The project is a collaboration with Dr Ursula Read at KCL, Dr Joseph Osafo of the University of Ghana and Dr Diana Setiyawati of the University of Gadjah Mada, Indonesia, plus partner organisations in both countries.
One of the key objectives is to investigate attempts by health workers and faith-based/traditional healers to collaborate to prevent the use of coercion and provide care.
The second project is led by De Montfort University and aims to develop culturally appropriate, acceptable and accessible mental health literacy for Kerala in southern India through engagement with users and stakeholders.
These projects address important issues in the current global mental health scene using innovative and creative methodologies: ethnographic documentary and participatory film-making, and applied theatre and media engagement respectively.
"As part of the Ghana and Indonesia project, we intend to build a Global South to South network to share experiences and best practice to reduce the use of coercion and restraint and improve access to care for people with mental disorders"
Dr Erminia Colucci, Senior Lecturer in Psychology
Of all the seven research initiatives examining mental, neurological and substance abuse disorders in so-called developing countries to win awards, Joy Todd, head of Health and Human Behaviour Research at ESRC, said that "we are really pleased to have funded such a bold and ambitious range of projects that will seek to improve wellbeing and mental health on an international level. The potential for social science and the arts and humanities to impact on people's everyday lives is demonstrated through the breadth of these projects and the important topics that they have chosen to focus on."
Dr Colucci said, "I am very excited about the ESRC's Global Challenges Research Fund support. I see these interdisciplinary projects as a great opportunity to understand local needs in more depth and contribute to improving mental health care and protection of human rights in low- and middle-income countries where limited research and service/programmes are currently available.

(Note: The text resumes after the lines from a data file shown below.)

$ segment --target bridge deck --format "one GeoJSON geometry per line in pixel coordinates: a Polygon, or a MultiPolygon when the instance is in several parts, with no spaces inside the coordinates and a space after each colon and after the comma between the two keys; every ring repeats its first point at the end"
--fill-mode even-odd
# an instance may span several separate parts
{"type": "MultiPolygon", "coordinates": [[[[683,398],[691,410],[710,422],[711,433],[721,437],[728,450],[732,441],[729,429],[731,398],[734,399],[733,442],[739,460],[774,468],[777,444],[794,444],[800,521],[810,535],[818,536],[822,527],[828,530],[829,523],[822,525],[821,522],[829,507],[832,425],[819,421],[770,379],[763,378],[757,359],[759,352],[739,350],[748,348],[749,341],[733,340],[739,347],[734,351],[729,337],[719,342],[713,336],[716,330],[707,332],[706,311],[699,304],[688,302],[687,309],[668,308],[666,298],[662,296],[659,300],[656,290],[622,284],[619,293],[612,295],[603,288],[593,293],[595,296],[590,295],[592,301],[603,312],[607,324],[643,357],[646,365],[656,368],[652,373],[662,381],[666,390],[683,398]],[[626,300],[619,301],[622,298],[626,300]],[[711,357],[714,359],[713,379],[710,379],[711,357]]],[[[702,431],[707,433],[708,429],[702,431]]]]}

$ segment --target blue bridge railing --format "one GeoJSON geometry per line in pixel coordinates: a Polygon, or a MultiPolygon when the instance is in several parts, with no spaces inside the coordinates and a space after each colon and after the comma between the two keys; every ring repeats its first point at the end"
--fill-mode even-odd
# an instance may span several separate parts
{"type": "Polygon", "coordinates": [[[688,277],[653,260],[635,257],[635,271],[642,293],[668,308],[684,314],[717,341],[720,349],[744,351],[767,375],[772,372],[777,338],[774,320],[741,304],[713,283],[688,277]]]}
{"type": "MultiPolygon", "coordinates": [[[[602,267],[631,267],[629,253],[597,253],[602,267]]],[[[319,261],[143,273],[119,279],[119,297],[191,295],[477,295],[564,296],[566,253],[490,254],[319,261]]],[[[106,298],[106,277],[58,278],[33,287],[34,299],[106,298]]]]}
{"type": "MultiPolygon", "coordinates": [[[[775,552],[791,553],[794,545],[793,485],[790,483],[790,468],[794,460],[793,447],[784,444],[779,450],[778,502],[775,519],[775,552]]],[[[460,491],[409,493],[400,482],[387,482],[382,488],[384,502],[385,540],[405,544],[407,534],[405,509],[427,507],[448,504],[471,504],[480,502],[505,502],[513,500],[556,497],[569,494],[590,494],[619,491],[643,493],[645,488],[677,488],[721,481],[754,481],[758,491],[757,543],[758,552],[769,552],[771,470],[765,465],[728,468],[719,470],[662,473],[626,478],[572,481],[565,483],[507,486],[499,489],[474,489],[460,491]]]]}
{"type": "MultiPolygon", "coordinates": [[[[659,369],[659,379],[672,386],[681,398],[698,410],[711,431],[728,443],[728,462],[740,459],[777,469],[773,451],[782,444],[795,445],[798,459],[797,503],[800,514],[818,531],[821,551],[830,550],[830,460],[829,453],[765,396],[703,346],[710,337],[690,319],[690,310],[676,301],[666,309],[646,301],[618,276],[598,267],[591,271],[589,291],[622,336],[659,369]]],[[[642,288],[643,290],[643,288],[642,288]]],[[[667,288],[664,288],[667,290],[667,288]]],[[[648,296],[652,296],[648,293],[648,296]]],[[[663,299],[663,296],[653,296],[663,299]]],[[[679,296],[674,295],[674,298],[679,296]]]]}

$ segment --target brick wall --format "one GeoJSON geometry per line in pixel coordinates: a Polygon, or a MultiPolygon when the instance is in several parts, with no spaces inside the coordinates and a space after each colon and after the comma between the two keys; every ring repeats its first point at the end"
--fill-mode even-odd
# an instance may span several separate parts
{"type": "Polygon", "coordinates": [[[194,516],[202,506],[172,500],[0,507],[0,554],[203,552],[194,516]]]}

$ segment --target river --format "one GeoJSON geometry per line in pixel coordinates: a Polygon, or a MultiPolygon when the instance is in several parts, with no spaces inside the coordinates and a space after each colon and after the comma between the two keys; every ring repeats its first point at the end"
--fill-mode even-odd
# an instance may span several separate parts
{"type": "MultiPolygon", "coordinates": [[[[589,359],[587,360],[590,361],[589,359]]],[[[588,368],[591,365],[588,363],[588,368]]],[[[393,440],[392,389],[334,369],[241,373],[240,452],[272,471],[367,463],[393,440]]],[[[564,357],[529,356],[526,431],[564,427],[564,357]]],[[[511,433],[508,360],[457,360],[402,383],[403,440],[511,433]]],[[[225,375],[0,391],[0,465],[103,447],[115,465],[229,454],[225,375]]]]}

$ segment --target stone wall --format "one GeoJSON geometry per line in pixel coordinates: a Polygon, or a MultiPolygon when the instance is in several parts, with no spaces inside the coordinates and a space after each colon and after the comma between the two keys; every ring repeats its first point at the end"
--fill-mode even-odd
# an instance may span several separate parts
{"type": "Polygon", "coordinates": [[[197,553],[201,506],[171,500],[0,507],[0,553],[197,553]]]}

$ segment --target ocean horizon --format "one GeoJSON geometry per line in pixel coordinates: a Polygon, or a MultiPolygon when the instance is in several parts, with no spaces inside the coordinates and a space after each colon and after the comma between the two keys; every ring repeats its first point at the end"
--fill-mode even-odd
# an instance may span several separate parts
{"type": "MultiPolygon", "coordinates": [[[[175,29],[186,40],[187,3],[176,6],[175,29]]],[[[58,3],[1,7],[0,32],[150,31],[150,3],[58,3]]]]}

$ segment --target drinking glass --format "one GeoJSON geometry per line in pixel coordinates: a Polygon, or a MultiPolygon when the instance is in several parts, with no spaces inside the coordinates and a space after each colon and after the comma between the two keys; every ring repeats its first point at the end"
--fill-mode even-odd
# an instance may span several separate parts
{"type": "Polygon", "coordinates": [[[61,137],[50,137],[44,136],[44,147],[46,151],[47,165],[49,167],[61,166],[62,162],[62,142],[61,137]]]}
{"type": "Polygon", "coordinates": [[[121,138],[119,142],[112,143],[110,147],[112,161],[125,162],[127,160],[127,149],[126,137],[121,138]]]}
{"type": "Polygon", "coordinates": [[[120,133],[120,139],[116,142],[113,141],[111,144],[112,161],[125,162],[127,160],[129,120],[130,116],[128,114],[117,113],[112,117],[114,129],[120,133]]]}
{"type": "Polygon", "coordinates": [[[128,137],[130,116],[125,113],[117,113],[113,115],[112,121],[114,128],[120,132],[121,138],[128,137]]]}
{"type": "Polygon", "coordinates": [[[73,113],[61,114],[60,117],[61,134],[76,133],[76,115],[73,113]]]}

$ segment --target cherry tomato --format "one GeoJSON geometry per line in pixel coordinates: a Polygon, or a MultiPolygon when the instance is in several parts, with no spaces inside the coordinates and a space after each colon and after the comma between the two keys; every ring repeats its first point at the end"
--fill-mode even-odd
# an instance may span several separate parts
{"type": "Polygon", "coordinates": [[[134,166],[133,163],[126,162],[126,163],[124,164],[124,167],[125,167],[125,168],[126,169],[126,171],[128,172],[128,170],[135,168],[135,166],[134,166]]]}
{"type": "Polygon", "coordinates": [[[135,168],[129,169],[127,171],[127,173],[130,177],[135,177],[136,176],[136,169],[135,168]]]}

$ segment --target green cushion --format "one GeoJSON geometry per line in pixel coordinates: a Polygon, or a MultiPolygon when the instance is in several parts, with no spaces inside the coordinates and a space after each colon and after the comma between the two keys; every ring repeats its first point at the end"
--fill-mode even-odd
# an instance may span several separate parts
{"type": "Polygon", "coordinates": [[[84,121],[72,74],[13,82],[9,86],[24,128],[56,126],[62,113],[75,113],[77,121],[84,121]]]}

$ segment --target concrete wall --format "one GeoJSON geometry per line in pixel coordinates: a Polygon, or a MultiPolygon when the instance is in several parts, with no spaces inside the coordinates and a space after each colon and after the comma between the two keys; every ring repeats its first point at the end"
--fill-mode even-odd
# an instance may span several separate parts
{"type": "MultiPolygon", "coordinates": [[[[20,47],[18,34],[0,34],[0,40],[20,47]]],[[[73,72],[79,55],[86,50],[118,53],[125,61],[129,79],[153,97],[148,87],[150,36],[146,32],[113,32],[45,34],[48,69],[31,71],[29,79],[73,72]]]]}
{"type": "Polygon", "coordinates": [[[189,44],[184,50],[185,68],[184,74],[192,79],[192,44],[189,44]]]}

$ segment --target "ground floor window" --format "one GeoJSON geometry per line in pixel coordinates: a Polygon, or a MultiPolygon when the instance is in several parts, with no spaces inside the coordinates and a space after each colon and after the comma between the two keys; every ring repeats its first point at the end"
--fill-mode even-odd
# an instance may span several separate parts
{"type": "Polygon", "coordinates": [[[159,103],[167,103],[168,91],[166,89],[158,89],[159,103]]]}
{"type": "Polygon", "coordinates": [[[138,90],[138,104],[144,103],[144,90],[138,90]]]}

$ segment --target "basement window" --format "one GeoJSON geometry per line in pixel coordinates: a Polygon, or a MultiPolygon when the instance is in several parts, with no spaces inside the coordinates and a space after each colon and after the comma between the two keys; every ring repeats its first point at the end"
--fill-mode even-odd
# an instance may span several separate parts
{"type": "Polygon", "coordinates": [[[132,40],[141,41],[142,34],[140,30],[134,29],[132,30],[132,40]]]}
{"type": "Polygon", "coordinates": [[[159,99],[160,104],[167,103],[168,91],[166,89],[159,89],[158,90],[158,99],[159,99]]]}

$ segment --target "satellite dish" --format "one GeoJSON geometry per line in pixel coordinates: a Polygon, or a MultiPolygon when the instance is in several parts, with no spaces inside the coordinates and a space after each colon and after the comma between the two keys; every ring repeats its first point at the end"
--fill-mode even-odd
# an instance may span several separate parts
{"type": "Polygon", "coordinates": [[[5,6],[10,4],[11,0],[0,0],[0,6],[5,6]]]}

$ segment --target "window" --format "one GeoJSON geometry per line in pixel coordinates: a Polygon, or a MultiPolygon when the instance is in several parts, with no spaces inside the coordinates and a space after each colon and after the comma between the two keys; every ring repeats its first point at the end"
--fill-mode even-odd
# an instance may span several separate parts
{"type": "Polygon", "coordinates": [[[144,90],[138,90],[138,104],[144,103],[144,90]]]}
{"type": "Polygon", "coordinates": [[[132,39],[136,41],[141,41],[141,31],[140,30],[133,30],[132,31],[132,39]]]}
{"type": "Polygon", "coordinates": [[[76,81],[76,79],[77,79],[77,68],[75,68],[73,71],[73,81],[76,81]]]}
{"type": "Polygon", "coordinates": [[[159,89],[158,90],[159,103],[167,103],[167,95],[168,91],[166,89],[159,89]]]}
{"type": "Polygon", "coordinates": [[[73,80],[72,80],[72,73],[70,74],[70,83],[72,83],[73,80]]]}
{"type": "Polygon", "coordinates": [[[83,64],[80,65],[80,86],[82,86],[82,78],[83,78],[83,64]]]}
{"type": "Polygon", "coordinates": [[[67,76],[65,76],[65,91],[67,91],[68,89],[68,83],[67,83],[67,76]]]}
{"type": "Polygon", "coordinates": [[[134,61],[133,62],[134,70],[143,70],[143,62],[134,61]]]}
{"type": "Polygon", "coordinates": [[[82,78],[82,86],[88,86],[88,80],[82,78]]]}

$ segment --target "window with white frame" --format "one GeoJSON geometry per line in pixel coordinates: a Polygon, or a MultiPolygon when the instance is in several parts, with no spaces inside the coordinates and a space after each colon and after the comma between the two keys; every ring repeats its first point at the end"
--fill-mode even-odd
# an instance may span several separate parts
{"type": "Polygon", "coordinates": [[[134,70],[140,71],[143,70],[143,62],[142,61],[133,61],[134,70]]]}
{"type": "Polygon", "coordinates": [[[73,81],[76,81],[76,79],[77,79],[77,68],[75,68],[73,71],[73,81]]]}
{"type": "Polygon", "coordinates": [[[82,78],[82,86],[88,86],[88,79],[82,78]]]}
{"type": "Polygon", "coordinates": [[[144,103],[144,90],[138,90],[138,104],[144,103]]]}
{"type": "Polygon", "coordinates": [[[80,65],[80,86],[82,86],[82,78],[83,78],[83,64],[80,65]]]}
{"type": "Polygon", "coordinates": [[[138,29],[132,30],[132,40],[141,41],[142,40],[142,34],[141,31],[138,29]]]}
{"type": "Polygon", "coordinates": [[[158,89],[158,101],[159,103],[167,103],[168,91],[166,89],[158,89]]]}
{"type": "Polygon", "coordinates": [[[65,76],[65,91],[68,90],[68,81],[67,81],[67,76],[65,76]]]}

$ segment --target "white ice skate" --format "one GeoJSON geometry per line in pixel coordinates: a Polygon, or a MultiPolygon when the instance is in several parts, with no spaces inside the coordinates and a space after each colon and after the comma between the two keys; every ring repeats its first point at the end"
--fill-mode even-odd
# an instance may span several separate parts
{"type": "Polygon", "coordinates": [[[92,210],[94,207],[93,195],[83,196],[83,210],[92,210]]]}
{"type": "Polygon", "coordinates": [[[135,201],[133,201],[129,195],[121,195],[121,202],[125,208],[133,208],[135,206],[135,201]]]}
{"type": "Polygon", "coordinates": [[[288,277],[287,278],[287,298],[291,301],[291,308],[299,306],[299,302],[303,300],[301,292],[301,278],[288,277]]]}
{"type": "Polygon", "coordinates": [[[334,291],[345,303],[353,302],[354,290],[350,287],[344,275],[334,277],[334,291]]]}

"I am passionate about arts-based and visual methods (which I also teach at Middlesex) and through these projects we will also be able to expand our expertise and improve practice around these innovative and powerful methodologies, still seldom used in mental health research”.
"As part of the Ghana and Indonesia project, we intend to build a Global South to South network to share experiences and best practice to reduce the use of coercion and restraint and improve access to care for people with mental disorders. We have a lot to learn from each other to be able to improve the care and ultimately the lives of people suffering because of denial of their basic human rights, and I am thrilled about having this opportunity to do so with brilliant and passionate collaborators and partners."